Ce n’est pas un détail mineur. Dans une interview publiée dans le contexte de Noël, le président de la Conférence épiscopale italienne décrit Noël comme un symbole de valeurs humaines universelles —humilité, fragilité, dignité—, mais omet complètement l’Enfant Jésus. Il s’agit d’un Noël dépouillé de son noyau christologique, réduit à une catégorie culturelle et éthique. Rien de nouveau chez Zuppi, dont la façon de s’exprimer révèle depuis longtemps une inclination persistante vers un langage marqué par une forte sécularisation.
Un cardinal comme analyste politique
Tout au long de l’interview, Zuppi se déplace avec aisance sur le terrain strictement politique. Il donne son avis sur la guerre en Ukraine, le rôle de Donald Trump, le réarmement de l’Union européenne, les politiques migratoires, le prétendu « modèle Albanie », l’autonomie différenciée et la législation sur la fin de vie. Il le fait avec un ton qui ne détonnerait pas dans la bouche d’un dirigeant politique ou d’un analyste laïc.
Particulièrement significative est sa défense explicite du réarmement européen, présenté comme une condition préalable à la sécurité et, par conséquent, à la paix. « L’UE a besoin d’une coordination unitaire efficace, un prérequis pour une armée européenne. Le réarmement doit être proportionnel aux risques réels pour la sécurité », affirme-t-il. Il s’agit d’une position claire, alignée sur le discours dominant à Bruxelles, formulée sans guère de référence aux principes classiques de la doctrine sociale de l’Église sur la guerre, la paix et l’ordre international.
La fin de vie et la logique constitutionnelle
En matière bioéthique, le cardinal se montre favorable à l’approbation d’une loi sur la fin de vie, à condition qu’elle suive les arrêts de la Cour constitutionnelle italienne. « Nous espérons que le législateur respectera les arrêts de la Cour constitutionnelle », déclare-t-il. Bien qu’il rejette formellement l’euthanasie et le suicide assisté, le cadre de référence n’est pas la loi morale naturelle ni le magistère, mais la jurisprudence constitutionnelle et le consensus politique.

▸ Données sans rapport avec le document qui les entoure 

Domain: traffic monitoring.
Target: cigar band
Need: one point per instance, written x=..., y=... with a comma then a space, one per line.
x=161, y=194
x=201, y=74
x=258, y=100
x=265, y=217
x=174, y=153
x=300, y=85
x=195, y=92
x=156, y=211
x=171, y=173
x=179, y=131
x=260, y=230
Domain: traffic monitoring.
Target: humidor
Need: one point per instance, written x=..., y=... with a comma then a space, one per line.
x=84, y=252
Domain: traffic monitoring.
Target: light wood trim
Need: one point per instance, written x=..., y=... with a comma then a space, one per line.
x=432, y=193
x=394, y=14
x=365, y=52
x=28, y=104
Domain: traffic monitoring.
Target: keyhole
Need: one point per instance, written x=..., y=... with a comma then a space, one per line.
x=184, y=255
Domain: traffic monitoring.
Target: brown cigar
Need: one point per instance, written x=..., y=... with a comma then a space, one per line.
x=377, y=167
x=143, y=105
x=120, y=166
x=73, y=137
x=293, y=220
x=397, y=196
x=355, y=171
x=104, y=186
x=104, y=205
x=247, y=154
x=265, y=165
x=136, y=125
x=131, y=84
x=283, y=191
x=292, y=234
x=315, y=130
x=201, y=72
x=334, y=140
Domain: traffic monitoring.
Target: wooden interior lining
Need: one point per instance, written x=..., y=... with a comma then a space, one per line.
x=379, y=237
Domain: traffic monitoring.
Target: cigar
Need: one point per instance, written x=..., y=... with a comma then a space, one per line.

Quelque chose de similaire se produit avec la question homosexuelle. Zuppi défend la reconnaissance et l’accompagnement des personnes homosexuelles et transgenres, en insistant sur la lutte contre la discrimination. Bien qu’il affirme que le Catéchisme « reste le même », l’accent du discours se situe dans des catégories sociopolitiques contemporaines plutôt que dans une anthropologie chrétienne claire et exigeante.
Sécularisation assumée, foi diluée
Peut-être l’aspect le plus préoccupant de l’interview est l’acceptation implicite de la sécularisation comme un processus irréversible et même positif. Zuppi soutient que la chrétienté est terminée et que le christianisme doit s’adapter à ce nouveau contexte. Le problème n’est pas de constater un fait historique, mais de l’assumer sans esprit critique, comme si aucune autre réponse n’était possible que l’accommodement.
Insister pour combiner des principes prétendument « non négociables » avec le pluralisme démocratique dominant, sans affirmer clairement leur caractère contraignant et leur origine transcendante, ne mène nulle part. Au contraire, cela contribue à la confusion et à la progressive irrelevance du discours chrétien dans la vie publique.
L’interview du Corriere della Sera ne révèle pas tant une stratégie pastorale qu’une posture politique laïque sur des questions laïques. Qu’un cardinal la formule devrait, au moins, susciter une réflexion sérieuse. Parce qu’une Église qui parle comme le monde finit, inévitablement, par dire la même chose que le monde. Et un Noël sans Jésus-Christ n’est pas Noël, pour autant de valeurs humaines qu’on invoque.